Stabilité cambiste et programmes d’amortissement social
Sur le plan macroéconomique, la République dominicaine projette une image de stabilité rassurante pour les investisseurs et la diaspora. Pour la période du week‑end des 6 et 7 juin 2026, la Banque centrale de la République dominicaine (BCRD) a maintenu le taux de référence du dollar américain à 58,05 RD aˋl’achat et 58,84 RD à la vente. Cette maîtrise de la devise est fondamentale pour éviter la fuite des capitaux et protéger le pouvoir d’achat interne.
Consciente des disparités sociales, l’administration présidentielle a intensifié le déploiement de son programme phare de protection sociale, « Supérate ». Durant cette période, des annonces ont officialisé le soutien direct à plus de 38 000 familles vulnérables dans la région nord‑ouest du pays, englobant les provinces de Valverde et de Santiago Rodríguez.
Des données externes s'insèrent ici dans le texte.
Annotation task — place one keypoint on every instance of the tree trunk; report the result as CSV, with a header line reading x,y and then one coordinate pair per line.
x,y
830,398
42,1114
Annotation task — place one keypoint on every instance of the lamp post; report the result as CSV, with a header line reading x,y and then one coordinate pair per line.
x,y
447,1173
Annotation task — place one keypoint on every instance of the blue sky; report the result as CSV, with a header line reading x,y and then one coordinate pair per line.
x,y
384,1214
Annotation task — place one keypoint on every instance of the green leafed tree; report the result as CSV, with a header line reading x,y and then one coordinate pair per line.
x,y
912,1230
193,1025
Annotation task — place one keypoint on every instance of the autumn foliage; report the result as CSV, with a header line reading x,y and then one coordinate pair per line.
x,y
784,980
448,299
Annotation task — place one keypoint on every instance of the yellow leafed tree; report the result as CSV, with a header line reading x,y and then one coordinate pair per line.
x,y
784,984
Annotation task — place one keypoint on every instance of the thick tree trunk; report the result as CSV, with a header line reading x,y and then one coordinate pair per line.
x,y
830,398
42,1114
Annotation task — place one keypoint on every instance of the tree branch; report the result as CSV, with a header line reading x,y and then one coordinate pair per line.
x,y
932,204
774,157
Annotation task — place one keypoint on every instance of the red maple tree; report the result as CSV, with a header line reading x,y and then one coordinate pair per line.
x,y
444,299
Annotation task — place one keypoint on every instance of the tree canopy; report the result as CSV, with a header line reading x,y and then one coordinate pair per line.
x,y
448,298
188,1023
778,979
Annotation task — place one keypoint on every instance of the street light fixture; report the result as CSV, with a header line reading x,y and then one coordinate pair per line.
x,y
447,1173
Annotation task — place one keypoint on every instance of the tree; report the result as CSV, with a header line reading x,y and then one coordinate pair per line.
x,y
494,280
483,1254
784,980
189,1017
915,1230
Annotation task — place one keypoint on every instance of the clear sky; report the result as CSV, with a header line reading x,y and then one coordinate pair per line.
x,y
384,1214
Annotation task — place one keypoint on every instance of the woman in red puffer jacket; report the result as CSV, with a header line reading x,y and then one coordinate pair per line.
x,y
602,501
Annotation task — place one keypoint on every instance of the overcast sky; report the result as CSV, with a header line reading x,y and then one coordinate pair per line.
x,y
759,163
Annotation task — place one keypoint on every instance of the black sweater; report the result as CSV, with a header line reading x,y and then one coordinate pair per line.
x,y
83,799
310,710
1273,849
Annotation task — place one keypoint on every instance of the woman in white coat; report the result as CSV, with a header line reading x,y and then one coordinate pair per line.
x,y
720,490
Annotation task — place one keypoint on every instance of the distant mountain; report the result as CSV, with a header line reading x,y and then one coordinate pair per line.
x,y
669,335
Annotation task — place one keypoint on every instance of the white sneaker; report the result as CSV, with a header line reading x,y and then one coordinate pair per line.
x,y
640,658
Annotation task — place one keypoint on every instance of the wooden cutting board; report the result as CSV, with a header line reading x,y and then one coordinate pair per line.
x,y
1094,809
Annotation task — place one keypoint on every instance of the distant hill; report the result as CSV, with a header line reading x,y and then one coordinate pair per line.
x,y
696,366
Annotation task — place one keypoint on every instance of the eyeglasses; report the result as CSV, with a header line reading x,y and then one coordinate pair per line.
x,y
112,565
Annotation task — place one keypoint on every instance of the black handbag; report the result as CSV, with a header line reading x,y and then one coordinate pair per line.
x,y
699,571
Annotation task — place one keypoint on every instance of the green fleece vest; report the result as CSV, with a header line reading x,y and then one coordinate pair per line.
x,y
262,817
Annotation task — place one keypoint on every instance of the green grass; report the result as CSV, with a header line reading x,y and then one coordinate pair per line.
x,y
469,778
En parallèle, des initiatives de formation pour les aidants de personnes âgées ont été inaugurées à Azua. Ces transferts sociaux massifs agissent comme un amortisseur essentiel face aux inégalités territoriales persistantes.
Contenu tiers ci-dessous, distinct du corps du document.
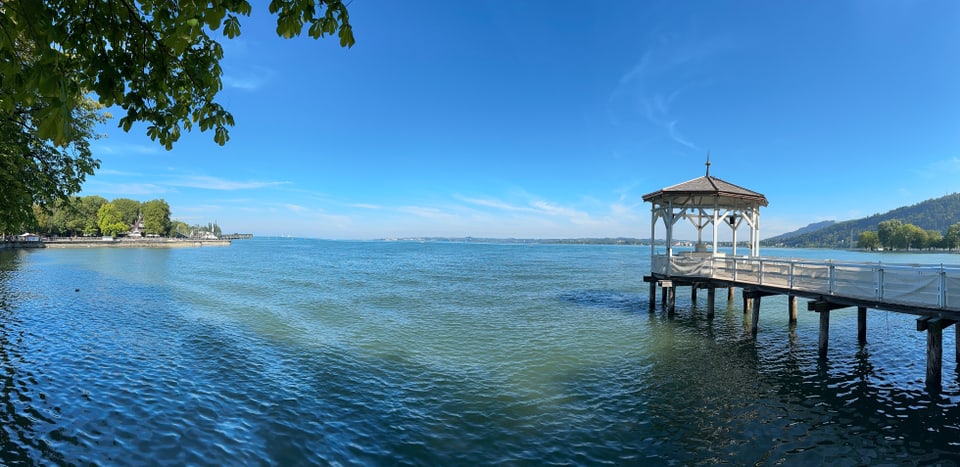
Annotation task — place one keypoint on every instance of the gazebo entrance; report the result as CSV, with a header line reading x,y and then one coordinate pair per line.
x,y
706,201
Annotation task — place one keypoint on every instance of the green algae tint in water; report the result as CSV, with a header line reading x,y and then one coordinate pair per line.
x,y
314,352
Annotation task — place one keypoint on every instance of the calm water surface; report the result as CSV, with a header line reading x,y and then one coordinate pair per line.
x,y
313,352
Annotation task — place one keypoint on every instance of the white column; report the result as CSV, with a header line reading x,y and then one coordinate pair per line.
x,y
756,222
715,218
653,232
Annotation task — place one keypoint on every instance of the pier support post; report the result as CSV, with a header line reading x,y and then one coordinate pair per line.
x,y
755,319
823,341
823,307
934,328
653,295
862,325
711,297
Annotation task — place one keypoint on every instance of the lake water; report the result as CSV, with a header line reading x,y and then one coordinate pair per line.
x,y
294,352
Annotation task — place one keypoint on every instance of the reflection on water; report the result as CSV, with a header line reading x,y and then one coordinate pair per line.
x,y
295,352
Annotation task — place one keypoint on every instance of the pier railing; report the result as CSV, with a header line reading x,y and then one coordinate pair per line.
x,y
926,286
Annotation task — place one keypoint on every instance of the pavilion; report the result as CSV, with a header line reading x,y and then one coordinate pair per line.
x,y
705,201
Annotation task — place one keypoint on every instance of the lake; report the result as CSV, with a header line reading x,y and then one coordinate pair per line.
x,y
292,352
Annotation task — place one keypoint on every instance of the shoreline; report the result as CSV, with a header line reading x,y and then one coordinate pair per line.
x,y
126,243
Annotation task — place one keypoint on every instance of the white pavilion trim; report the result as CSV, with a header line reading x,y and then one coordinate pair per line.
x,y
706,201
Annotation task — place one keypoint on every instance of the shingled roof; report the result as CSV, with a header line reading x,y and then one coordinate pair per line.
x,y
707,186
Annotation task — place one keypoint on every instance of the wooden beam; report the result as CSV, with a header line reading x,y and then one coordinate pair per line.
x,y
711,298
862,325
792,308
824,333
820,306
926,322
755,319
653,295
934,354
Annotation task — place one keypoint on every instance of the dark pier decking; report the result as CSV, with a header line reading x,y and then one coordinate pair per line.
x,y
930,292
L’épidémie silencieuse : violences sexuelles sur mineurs
Cependant, ces avancées socio‑économiques ont été violemment ternies par la diffusion d’un rapport alarmant portant sur la vulnérabilité de l’enfance. Les données divulguées exposent une réalité cauchemardesque, qualifiée de « défi social de premier ordre » : entre l’année 2019 et 2025, les institutions judiciaires de la République dominicaine ont enregistré plus de 16 600 plaintes formelles pour abus sexuels perpétrés contre des mineurs.
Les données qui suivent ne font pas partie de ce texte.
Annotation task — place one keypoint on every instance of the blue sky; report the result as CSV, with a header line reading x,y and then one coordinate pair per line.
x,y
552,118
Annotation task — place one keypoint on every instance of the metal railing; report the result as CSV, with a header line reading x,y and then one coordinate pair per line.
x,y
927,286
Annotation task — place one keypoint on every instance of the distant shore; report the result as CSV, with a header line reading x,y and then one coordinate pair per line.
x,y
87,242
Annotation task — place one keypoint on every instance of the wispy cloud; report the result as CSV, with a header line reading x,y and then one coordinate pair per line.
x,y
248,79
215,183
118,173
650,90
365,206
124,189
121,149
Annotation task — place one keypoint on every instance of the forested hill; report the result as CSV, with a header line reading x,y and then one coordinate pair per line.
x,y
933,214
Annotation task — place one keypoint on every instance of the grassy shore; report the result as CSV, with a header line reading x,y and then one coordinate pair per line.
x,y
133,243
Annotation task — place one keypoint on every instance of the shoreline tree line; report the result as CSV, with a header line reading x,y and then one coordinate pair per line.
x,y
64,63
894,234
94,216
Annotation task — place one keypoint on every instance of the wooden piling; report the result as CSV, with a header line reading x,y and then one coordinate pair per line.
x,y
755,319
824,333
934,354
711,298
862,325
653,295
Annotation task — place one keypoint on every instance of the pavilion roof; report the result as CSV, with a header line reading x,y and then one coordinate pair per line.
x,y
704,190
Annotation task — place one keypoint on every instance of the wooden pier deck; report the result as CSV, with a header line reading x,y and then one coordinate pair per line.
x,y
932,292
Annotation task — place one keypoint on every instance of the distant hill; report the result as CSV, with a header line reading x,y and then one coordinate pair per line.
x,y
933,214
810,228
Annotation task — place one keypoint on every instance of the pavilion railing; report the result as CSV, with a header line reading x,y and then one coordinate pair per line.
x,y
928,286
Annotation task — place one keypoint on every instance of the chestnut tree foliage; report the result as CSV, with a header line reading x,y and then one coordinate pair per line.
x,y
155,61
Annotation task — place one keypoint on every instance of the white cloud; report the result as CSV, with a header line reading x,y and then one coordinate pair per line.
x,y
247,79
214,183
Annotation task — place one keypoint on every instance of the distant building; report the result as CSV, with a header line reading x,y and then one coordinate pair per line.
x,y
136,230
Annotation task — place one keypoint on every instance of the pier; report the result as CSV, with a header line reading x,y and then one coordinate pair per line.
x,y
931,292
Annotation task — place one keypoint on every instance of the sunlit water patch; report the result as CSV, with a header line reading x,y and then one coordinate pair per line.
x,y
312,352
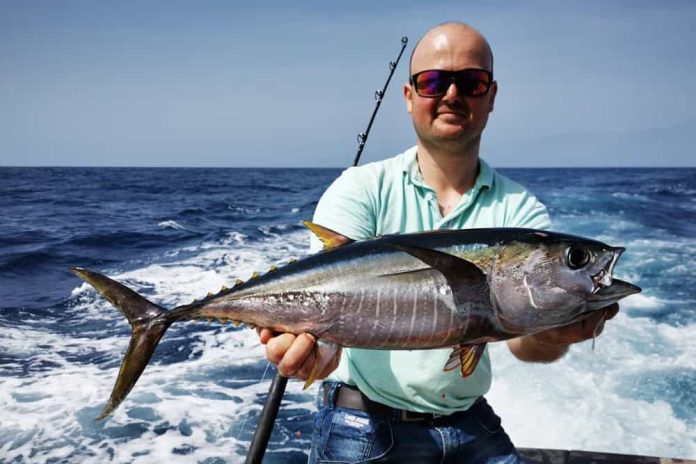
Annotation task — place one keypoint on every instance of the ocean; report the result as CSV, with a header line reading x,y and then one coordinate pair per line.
x,y
177,234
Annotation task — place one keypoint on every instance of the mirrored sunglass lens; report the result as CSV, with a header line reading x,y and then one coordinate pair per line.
x,y
473,82
431,83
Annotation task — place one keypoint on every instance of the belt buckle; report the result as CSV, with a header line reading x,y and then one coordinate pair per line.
x,y
408,416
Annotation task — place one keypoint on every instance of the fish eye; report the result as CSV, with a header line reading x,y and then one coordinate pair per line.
x,y
578,257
Ce volume terrifiant — représentant une moyenne de plus de six plaintes par jour sur six ans — indique que les violences sexuelles contre les enfants ne sont pas des faits divers isolés, mais relèvent d’un fléau structurel et endémique au sein de la société dominicaine. Le gouvernement a réagi par la mise en place de structures institutionnelles spécifiques, notamment un pôle dédié à la lutte contre les « abus sexuels infantiles en ligne », impliquant plusieurs ministères (MINPRE, MAP, OGTIC). Néanmoins, l’incapacité historique de l’État à prévenir ces atrocités jette une ombre sévère sur le bilan des droits humains du pays et exige une refonte systémique de ses services de protection de l’enfance, au‑delà de la simple assistance monétaire.